Raden Kuning mengangguk-anggukan kepalanya. Ada dua pelajaran berharga yang ditemuinya dalam dimensi pikirannya. Yang pertama adalah keseimbangan dan yang kedua adalah penyerahan diri atau penghambaan. Dengan jalan itu, maka ia akan mampu mengendalikan keadaan sehingga keadaan itu dapat sesuai dengan prilaku baik yang diinginkannya.

“Terimakasih, kisanak. Engkau telah membuka hatiku.” Raden Kuning menjura hormat. Tetiba ketiga bayangan orang yang berada di dekatnya itu menghilang. Raden Kuning seperti tertarik oleh sebuah pusaran tenaga dalam aneka warna. Awalnya ia berusaha melawannya, namun selanjutnya ia kehabisan tenaga. Akhirnya ia pasrah dibawa oleh pusaran tenaga itu hingga jauh ke dimensi lain yang belum pernah ia kunjungi.

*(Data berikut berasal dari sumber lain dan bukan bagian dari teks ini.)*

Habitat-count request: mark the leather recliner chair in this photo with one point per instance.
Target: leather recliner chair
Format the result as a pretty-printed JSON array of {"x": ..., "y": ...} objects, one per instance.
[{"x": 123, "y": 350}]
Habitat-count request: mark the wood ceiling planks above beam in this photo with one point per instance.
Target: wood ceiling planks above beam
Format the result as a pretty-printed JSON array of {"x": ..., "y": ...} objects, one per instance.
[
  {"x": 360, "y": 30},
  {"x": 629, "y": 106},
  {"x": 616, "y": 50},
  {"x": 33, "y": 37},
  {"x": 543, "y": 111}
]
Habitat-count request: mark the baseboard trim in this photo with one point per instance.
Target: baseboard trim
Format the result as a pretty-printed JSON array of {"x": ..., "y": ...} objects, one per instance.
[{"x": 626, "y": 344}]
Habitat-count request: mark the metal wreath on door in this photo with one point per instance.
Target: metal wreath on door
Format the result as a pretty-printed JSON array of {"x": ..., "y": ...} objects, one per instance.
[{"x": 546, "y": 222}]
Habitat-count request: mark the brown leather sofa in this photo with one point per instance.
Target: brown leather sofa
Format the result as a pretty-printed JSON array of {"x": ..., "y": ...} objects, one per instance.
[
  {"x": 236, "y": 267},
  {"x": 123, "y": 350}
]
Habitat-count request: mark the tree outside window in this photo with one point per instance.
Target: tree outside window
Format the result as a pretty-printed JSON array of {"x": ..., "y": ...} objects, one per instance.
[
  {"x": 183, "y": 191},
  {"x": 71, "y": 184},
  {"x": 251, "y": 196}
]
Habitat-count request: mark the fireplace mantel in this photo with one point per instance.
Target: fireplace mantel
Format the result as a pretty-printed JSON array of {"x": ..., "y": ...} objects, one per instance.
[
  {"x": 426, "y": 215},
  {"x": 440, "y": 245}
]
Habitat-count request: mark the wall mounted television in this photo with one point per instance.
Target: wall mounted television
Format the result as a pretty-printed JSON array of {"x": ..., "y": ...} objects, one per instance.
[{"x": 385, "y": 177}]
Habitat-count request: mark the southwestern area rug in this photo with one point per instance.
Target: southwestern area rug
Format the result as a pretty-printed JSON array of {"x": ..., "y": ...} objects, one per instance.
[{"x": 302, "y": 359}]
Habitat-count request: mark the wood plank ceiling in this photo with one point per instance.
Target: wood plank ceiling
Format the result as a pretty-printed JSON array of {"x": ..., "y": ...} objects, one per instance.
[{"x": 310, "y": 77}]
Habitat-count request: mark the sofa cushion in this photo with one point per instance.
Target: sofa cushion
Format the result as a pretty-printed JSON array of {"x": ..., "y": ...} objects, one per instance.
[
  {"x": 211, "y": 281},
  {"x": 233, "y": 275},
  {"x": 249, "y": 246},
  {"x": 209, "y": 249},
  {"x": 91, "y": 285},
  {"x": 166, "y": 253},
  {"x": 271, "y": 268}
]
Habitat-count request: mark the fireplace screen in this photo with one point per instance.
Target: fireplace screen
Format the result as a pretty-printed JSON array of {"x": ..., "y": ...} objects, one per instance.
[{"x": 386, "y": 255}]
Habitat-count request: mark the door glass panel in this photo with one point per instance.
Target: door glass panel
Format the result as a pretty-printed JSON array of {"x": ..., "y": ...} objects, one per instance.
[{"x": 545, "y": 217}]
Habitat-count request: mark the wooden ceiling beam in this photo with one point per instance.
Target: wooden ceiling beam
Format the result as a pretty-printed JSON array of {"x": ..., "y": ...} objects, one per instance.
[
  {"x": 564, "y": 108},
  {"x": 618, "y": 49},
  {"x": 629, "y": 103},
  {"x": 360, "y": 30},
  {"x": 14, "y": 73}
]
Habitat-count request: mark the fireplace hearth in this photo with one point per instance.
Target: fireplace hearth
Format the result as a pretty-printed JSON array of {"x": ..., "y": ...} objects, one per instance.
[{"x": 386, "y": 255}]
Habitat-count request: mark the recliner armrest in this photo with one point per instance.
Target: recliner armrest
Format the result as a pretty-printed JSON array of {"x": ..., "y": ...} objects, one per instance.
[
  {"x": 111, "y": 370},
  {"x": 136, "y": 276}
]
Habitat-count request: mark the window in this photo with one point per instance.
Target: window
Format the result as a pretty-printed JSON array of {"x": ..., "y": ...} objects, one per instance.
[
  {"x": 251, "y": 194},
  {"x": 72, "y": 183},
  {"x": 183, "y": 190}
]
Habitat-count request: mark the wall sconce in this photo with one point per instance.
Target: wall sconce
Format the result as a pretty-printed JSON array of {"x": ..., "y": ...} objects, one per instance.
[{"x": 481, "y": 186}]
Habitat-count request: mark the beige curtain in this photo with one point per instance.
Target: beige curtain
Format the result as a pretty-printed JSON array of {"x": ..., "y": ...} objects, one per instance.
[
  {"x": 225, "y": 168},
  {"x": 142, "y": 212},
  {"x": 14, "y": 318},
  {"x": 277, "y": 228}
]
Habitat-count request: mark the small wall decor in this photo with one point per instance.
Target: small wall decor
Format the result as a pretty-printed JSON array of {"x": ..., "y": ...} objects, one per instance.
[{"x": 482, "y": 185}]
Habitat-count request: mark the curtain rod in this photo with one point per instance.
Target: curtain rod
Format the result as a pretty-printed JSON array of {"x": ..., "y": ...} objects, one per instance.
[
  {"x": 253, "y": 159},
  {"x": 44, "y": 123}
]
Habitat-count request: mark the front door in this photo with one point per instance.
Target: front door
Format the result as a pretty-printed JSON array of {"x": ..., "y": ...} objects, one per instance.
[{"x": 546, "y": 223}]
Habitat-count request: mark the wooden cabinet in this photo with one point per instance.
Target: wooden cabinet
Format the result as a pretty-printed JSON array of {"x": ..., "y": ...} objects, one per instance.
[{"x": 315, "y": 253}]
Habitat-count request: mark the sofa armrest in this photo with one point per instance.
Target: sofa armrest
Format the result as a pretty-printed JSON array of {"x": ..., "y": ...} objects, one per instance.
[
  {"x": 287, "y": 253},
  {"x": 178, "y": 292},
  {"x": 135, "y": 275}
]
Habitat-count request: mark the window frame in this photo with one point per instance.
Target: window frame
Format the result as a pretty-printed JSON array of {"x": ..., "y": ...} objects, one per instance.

Tetiba terjadi suara ledakan keras. Debu-debu berhamburan ke udara. Raden Kuning tak sempat menghindar. Ia hanya menutupi wajahnya dari siraman debu dengan kedua tangannya. Setelah debu itu hilang dari pandangan, barulah ia berani membuka matanya.

Ternyata ia berada di dataran luas yang dipagari oleh dinding batu. Dilihatnya sosok Eyang Kyai ada di sana. Beliau tengah melatih silat seorang muridnya. Raden Kuning mulanya hanya melihat dari kejauhan. Tetapi setelah berada di dekat dinding batu itu, ia bisa menyaksikan bahwa yang tengah berlatih silat adalah ia dan bayangan dirinya. Meskipun tak berwujud, bayangan dirinya itu mampu dengan baik melatih jurus demi jurus yang terpahat di dinding batu itu.

“Maafkan aku, Eyang Kyai. Aku Raden Kuning. Siapakah orang yang tengah berlatih itu?”

Belum sempat menjawab pertanyaan itu, si orang yang berlatih jurus suluk kawedar, berhenti berlatih. Ia memandang Raden Kuning dengan tatapan mata kesal.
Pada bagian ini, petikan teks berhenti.